Unfortunately Landlords are increasingly losing money tied up with letting agents they instructed in good faith. There are two main reasons this can happen; firstly if an agency experience business problems and are forced to close – often owing money to Landlords and Tenants alike that can never be paid. The second is the more blatant rogue agents who set up shop only to suddenly close and take all money with them.
There are routes that Landlords can take to regain money owed; such as pursuing lawful debt via the courts; so that even if a company is declared bankrupt , money can still be recouped after bankruptcy has ended. Taking legal advice is always recommended, but these are costly and time consuming routes which do not always guarantee a return of what you are owed.

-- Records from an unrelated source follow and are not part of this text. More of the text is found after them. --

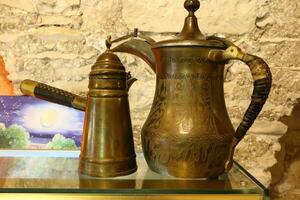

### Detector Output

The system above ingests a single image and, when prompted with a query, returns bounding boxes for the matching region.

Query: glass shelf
[0,150,269,200]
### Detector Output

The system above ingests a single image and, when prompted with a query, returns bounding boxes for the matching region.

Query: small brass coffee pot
[21,49,137,177]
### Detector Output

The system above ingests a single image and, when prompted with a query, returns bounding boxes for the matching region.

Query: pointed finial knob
[184,0,200,14]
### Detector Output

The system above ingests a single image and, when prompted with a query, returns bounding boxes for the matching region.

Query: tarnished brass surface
[113,0,272,178]
[79,50,137,177]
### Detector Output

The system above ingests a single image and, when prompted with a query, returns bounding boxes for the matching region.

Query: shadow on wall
[0,56,14,95]
[270,99,300,200]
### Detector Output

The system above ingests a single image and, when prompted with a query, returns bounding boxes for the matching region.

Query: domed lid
[92,49,125,71]
[153,0,226,49]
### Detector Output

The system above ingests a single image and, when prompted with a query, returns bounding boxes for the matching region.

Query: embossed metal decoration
[19,0,272,178]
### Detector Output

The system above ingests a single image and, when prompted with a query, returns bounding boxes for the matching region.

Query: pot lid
[153,0,226,49]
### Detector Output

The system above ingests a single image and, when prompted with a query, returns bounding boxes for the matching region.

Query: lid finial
[184,0,200,15]
[179,0,205,40]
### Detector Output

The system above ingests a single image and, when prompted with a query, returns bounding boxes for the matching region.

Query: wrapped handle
[208,38,272,171]
[20,79,86,110]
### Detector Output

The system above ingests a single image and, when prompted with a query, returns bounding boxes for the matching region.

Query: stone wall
[0,0,300,199]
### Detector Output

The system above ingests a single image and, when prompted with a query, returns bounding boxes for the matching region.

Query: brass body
[79,50,137,177]
[142,47,234,177]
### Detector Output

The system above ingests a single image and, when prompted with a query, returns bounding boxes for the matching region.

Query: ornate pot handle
[208,37,272,171]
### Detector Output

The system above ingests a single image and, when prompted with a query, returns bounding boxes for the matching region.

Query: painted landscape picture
[0,96,84,150]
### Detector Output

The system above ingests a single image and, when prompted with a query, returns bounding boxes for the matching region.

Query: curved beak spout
[126,72,137,92]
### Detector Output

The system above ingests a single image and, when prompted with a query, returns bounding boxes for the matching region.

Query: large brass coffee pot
[108,0,272,178]
[19,0,272,178]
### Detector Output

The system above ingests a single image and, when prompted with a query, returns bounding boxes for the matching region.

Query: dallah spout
[112,38,156,72]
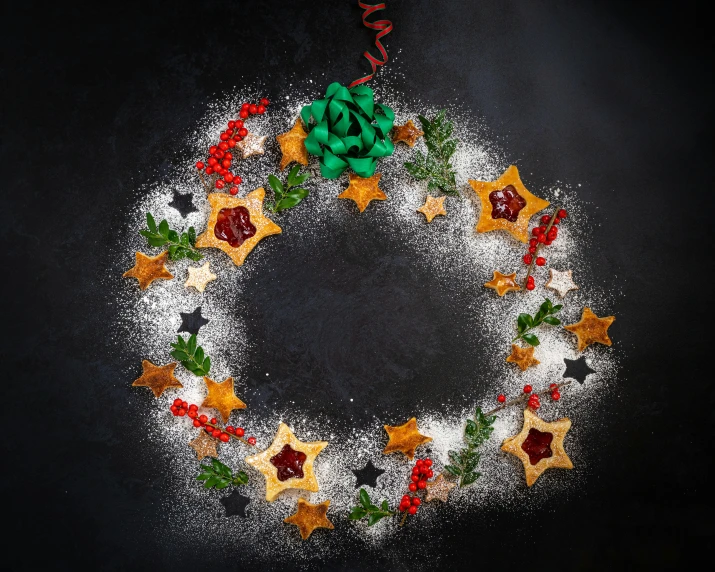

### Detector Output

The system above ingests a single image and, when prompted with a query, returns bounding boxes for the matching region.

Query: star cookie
[196,188,282,266]
[501,409,573,486]
[184,260,216,292]
[283,499,333,540]
[506,344,541,371]
[484,270,521,296]
[383,417,432,459]
[122,250,174,290]
[245,423,328,502]
[236,133,266,159]
[276,118,308,171]
[417,195,447,222]
[201,377,246,423]
[564,307,616,352]
[392,119,424,147]
[132,359,184,397]
[469,165,549,242]
[546,268,578,298]
[425,473,457,502]
[338,173,387,212]
[189,430,218,461]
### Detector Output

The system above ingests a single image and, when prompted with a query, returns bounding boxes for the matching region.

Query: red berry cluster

This is where the real difference lies between regulated and non-regulated agents. Checking the credentials and affiliations of an agent before using them is really the best method to prevent any such situations before they even might happen. Agents, such as ourselves, who are members of the Association of Residential Letting Agents (ARLA) have a bonded insurance policy that covers money missing. This Client Money Protection gives Landlords and Tenants alike a confidence in dealing with us, and enables us to gain public trust as a reliable, safe agent. Saving money on a letting fee and choosing a non-regulated agent may seem like a quick way to cut costs, but you have to ask yourself why they can charge a lower fee in comparison to regulated agents, and what you will get for that money.
Particularly in the case of multiple Landlords; you may have several security deposits currently being held by your non-regulated agent. Should that agent run into financial difficulty and close, those deposits will go with them and it will be the Landlord who will be responsible for reimbursing the tenant. If you own multiple properties, this amount could really start to add up; and would certainly be worth more than the money you saved choosing a non-regulated agent over an ARLA regulated agent.
In one case, a landlord lost £1,236 when her letting agent went into liquidation taking her tenants’ deposit with it. She says she was told by the liquidator that most of the £70,000 owed by the agent was in the form of deposits. Landlords bear the legal responsibility, even though it is letting agents that have spent, lost or vanished with tenants’ deposits.
So Landlords, be aware of rogue agents and make sure you instruct an ARLA regulated agent, such as us! The slight difference in fees will be worth it for the quality of service and peace of mind!